A useful framework referenced comes from research on human-AI collaboration: if a task is low-risk or requires very low variance in outputs, autonomous agent systems may not be appropriate, at least with current capabilities. The goal is finding use cases where AI augmentation provides clear value without introducing unacceptable risk. This often means breaking complex workflows into stages and applying agentic AI only to the stages where its strengths (handling unstructured data, flexible reasoning) align with acceptable risk levels.
## The Evolution from MLOps to LLMOps to AgentOps
The progression from MLOps to LLMOps to AgentOps introduces new considerations while retaining foundational principles. Baseline metrics remain consistent: Is the system useful? Is it accurate? Does it respond relevantly to user requests? Is it reliable without excessive downtime? These fundamental questions persist across all three paradigms.
However, AgentOps introduces new dimensions such as agent coordination verification, task verification to prevent premature termination, incomplete verification detection, and incorrect verification prevention. These represent entirely new categories of monitoring and testing that don't exist in traditional ML or even single-LLM systems. The multi-agent orchestration patterns require new ways of thinking about system design, logging, and failure diagnosis.
Putatunda emphasizes that despite these new complexities, the core principle remains: build systems that solve real user problems, are accurate within acceptable tolerances, and provide measurable value. The additional complexity of agents doesn't change this fundamental goal; it simply requires more sophisticated approaches to achieving it.

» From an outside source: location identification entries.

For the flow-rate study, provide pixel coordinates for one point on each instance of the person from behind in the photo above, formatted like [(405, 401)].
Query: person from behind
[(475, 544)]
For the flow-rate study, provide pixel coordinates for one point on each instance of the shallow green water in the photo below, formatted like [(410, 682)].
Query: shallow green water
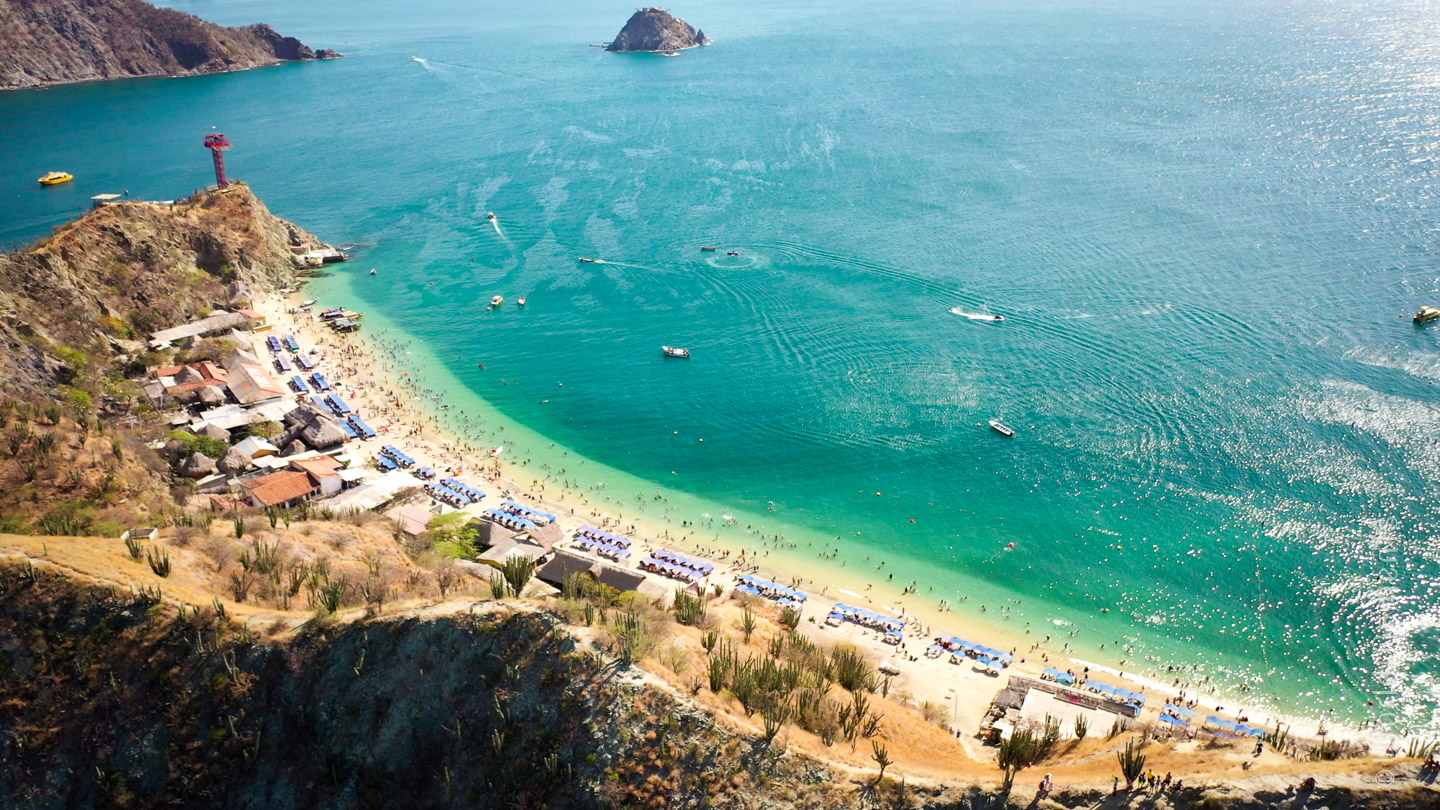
[(1203, 225)]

## Conclusion and Forward-Looking Perspectives
The case study reveals that successful production deployment of agentic AI systems in financial services requires a pragmatic, hybrid approach that combines the strengths of LLMs with traditional ML, implements comprehensive evaluation and observability from the start, maintains strong business-technical partnerships, and focuses on high-value use cases with appropriate risk profiles. The "compounding AI systems" concept—where value comes from the complete workflow including data preparation, model selection, evaluation design, and system integration rather than model capabilities alone—represents the actual moat for organizations deploying these technologies.

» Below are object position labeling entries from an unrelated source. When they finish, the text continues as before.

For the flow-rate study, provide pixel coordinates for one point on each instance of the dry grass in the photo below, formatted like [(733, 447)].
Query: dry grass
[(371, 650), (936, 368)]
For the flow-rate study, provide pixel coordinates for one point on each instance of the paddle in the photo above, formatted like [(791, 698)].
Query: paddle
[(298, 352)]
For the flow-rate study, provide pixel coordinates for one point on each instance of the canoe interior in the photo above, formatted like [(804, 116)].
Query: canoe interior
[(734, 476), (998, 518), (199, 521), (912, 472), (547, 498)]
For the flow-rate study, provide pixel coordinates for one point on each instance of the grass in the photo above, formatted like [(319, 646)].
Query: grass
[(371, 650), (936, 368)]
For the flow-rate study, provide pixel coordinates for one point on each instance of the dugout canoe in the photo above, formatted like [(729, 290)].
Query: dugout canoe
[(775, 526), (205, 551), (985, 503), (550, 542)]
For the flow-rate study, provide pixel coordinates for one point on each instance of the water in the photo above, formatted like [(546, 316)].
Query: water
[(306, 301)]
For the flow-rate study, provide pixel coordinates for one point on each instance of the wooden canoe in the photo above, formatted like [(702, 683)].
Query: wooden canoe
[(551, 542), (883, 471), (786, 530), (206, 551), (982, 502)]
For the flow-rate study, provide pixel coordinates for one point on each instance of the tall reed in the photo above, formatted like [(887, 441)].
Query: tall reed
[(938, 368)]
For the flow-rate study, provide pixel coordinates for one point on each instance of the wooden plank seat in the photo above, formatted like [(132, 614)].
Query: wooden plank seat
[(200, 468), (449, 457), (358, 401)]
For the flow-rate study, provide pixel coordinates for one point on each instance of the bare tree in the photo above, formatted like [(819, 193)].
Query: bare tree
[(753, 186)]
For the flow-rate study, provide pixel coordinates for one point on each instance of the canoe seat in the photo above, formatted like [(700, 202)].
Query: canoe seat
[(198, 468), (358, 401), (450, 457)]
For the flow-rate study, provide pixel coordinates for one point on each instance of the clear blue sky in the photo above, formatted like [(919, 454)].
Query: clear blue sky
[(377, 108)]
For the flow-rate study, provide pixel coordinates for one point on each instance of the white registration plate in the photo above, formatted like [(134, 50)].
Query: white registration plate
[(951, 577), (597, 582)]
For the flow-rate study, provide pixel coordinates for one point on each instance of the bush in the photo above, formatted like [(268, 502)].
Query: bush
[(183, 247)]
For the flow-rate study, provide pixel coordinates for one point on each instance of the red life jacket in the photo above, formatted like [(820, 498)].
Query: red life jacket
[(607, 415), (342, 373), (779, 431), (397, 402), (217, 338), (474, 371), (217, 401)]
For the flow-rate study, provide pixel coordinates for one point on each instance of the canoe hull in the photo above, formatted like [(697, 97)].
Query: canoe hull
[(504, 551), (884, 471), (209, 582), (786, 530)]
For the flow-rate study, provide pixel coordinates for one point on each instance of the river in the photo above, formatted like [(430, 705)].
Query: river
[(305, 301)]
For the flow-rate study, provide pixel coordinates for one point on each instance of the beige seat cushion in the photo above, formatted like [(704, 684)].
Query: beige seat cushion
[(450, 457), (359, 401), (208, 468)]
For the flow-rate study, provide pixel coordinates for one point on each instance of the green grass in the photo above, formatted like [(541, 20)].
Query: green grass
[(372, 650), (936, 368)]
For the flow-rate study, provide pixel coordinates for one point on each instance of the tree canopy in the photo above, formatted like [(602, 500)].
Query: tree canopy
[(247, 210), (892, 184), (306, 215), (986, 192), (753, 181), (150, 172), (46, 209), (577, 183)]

While frameworks and models change rapidly, the organizations that succeed are those that build strong evaluation practices, comprehensive observability, effective stakeholder collaboration, and modular architectures that allow continuous refinement. The non-deterministic nature of LLMs requires more sophisticated operational practices than traditional software, but with proper design, agentic AI systems can deliver substantial productivity improvements while maintaining the accuracy and reliability required for financial services applications.